Do We Really Need Immediate Resets? Rethinking Collision Handling for Efficient Robot Navigation
For researchers in robot navigation using DRL, this work provides a simple modification to training that improves learning efficiency and performance.
The paper challenges the standard practice of resetting the environment after every collision in DRL-based robot navigation, proposing a Multi-Collision reset Budget (MCB) framework that allows agents to retry difficult configurations within the same episode. Experiments show that MCB accelerates early-stage exploration and improves success rate and navigation efficiency over conventional baselines.
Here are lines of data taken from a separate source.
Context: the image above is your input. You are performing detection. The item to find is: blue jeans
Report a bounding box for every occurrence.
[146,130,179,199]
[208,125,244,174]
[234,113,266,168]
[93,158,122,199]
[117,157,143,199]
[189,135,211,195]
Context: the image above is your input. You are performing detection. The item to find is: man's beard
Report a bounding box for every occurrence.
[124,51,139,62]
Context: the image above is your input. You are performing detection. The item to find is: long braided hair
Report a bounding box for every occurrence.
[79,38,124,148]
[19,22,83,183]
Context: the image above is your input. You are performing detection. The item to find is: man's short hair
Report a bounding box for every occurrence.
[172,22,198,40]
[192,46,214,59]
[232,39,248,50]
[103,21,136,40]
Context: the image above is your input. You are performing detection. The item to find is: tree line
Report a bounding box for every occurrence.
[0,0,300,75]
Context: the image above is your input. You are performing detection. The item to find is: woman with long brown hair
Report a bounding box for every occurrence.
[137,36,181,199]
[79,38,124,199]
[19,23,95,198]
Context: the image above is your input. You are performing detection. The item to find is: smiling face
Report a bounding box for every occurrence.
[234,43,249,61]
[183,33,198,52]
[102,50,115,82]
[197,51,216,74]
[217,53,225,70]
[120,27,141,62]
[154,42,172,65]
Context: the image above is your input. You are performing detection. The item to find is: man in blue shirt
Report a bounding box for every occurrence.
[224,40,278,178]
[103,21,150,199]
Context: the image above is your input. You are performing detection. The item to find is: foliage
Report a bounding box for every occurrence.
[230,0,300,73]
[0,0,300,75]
Should a single collision necessarily terminate an entire navigation episode? In most deep reinforcement learning (DRL) frameworks for robot navigation, this remains the standard practice: every collision immediately triggers a global environment reset and is penalized as a complete task failure. While a collision during deployment naturally indicates task failure, applying the same treatment during training prevents the agent from exploring challenging obstacle configurations, which slows learning progress in the early training phase. In this work, we challenge this convention and propose a Multi-Collision reset Budget (MCB) framework that decouples local collision termination from global environment resets, allowing the agent to retry difficult configurations within the same episode. Experiments on multiple simulated and real-world robotic platforms show that the framework accelerates early-stage exploration and improves both success rate and navigation efficiency over conventional single-collision reset baselines, with a small collision budget producing the largest gains.